History
- Name: SS Maverick
- Owner: Standard Oil of New York, from 1890 to after 1910; Maverick Steamship Company, from before 1915;
- Builder: Columbian Iron Works
- Yard number: 74
- Completed: May 1890
- Fate: Sank in 1917

General characteristics
- Tonnage: 1,721 long tons (1,749 t)
- Length: 239 ft (73 m)
- Beam: 36 ft (11 m)
- Depth: 27.8 ft (8.5 m)
- Propulsion: 3-cylinder compound engines
- Capacity: 15,000 barrels (~2,000 t) of oil

= SS Maverick =

SS Maverick was an oil tanker built in 1890 for the Standard Oil of New York, later Mobil Oil. After the ship had changed hands sometime between 1910 and 1915, it was used during World War I as part of the Hindu–German Conspiracy to foment rebellion in India and overthrow the British Raj. According to one source, the ship sank in 1917.

==History==
SS Maverick was laid down at the Columbian Iron Works in Baltimore, Maryland as a 1721 LT tanker for Standard Oil of New York, and delivered in May 1890. On 17 July 1899, Maverick caught fire while unloading a cargo of oil at Halifax. A subsequent explosion ripped a hole in the side of the steam tanker, which sank at its pier. By 1907 the ship had been repaired and was back in service, and by 1910 had been equipped with a 2½ kW radio with a range of 200 mi.

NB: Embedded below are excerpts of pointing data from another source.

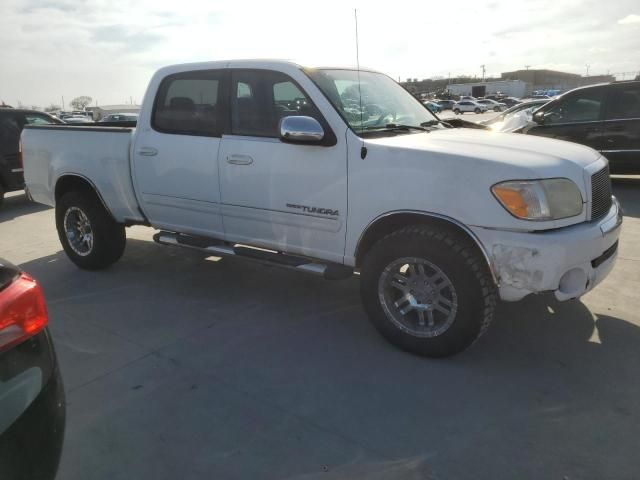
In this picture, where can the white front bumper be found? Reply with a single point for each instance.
(568, 261)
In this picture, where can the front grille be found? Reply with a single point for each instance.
(600, 193)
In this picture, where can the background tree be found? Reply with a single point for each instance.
(79, 103)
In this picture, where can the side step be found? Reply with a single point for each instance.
(329, 271)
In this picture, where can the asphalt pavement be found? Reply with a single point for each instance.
(179, 366)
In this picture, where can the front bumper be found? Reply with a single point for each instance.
(569, 261)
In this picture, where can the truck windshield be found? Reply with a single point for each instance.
(386, 106)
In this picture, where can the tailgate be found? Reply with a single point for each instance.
(100, 155)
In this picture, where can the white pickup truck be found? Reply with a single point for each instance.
(334, 171)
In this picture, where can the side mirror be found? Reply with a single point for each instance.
(300, 129)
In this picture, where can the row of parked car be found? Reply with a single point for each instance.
(478, 105)
(79, 117)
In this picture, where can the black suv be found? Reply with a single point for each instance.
(12, 122)
(604, 117)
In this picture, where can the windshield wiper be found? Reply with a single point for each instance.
(432, 123)
(396, 126)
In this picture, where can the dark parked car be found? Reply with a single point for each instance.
(446, 104)
(11, 123)
(32, 404)
(510, 101)
(605, 117)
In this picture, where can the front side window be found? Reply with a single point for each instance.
(581, 106)
(625, 103)
(262, 98)
(371, 101)
(188, 103)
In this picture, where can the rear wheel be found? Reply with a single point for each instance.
(427, 290)
(88, 234)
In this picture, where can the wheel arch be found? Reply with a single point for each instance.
(69, 182)
(392, 221)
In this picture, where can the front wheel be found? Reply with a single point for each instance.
(88, 234)
(427, 290)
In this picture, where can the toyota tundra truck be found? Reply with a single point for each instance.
(336, 171)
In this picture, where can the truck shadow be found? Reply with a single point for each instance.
(627, 190)
(549, 384)
(16, 205)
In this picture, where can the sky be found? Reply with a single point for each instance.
(108, 49)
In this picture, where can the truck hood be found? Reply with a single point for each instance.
(539, 156)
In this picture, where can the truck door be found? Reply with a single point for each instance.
(274, 194)
(175, 154)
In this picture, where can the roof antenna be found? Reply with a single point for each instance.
(363, 149)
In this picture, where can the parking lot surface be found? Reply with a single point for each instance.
(178, 366)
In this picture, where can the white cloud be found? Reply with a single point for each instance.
(108, 49)
(629, 19)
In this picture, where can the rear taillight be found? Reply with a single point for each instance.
(23, 311)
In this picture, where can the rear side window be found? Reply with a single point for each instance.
(188, 103)
(625, 103)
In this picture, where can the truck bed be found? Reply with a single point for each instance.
(99, 154)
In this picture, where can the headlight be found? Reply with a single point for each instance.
(550, 199)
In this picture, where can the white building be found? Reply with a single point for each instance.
(99, 112)
(511, 88)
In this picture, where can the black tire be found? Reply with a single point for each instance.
(109, 238)
(457, 257)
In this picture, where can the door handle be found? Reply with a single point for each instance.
(148, 151)
(239, 160)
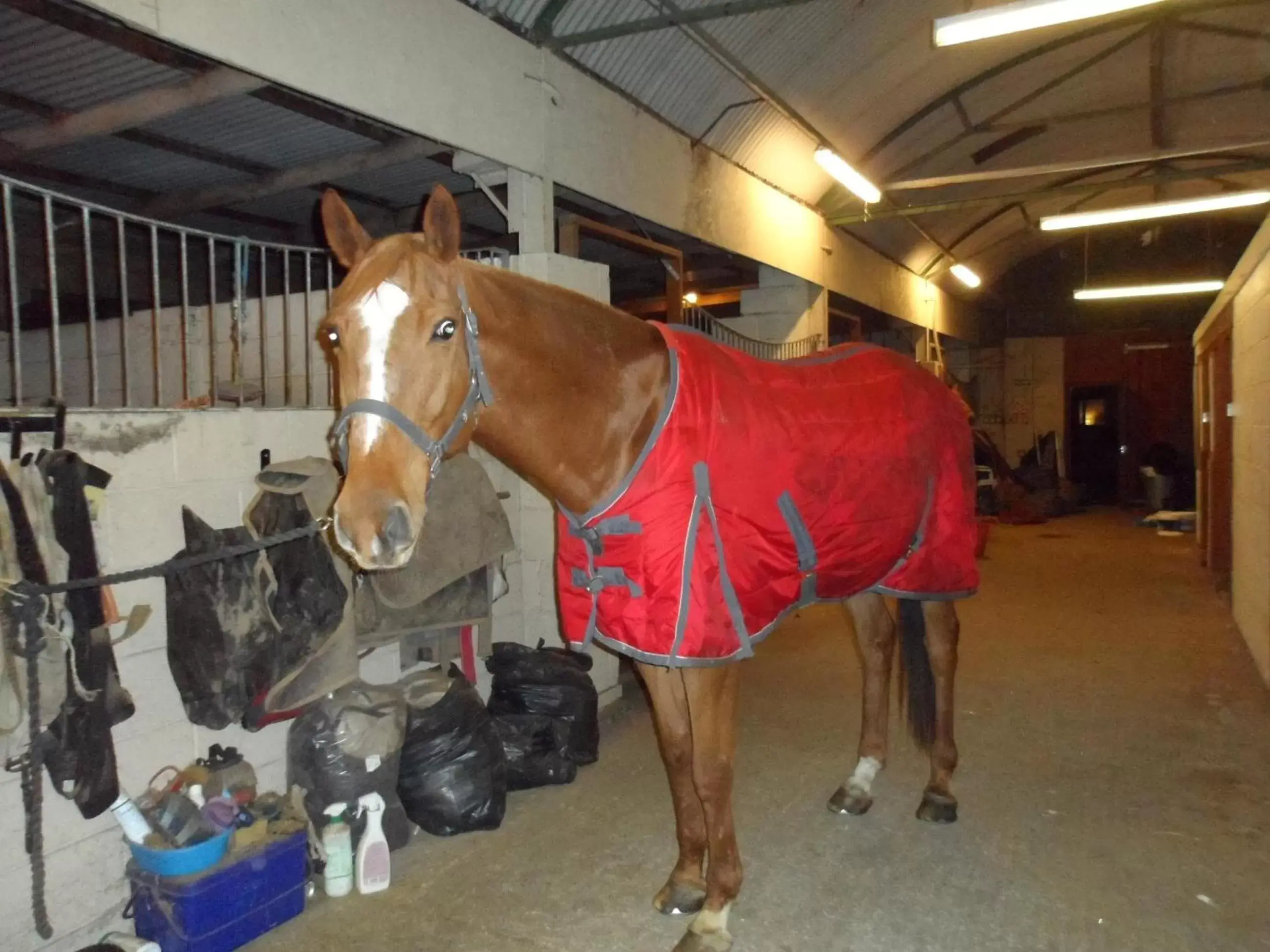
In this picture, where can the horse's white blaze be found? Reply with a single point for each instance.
(861, 780)
(379, 311)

At some point between 1910 and 1915, the ship was sold to the Maverick Steamship Company. According to one period source, in April 1915 the ship had been chartered to one F. Jebsen, who was an officer in the Kaiserliche Marine. Jebsen was also the master of , a ship that had been suspected of secretly resupplying the German light cruiser SMS Leipzig in August 1914.

On 20 April 1915 rumors that Maverick was loading ammunition at Los Angeles reached a United States Customs Service agent, who ordered an inspection. By the time the order was issued, however, Maverick had weighed anchor and sailed to Long Beach and entered a drydock there. On 22 April 1915, she sailed under a Captain Starr-Hunt from San Pedro, California with a crew of 25 plus five so-called "Persians". However these were in fact Indians and included Hari Singh who carried with him quantities of Ghadar Party literature. The ship was to rendezvous with the schooner Annie Larsen at the island of Socorro, with the intention of transferring a quantity of arms to the Maverick. However, when the Annie Larsen failed to appear, the Maverick continued to Java via Honolulu. The Annie Larsen eventually appeared in Hoquiam, Washington, where United States authorities seized its cargo.

The Maverick continued to Jakarta, arriving there towards the end of August. She attracted attention, on account of the five Sikhs she had on board. The Maverick remained in Jakarta until the end of the war.

According to one source, the tanker sank in 1917.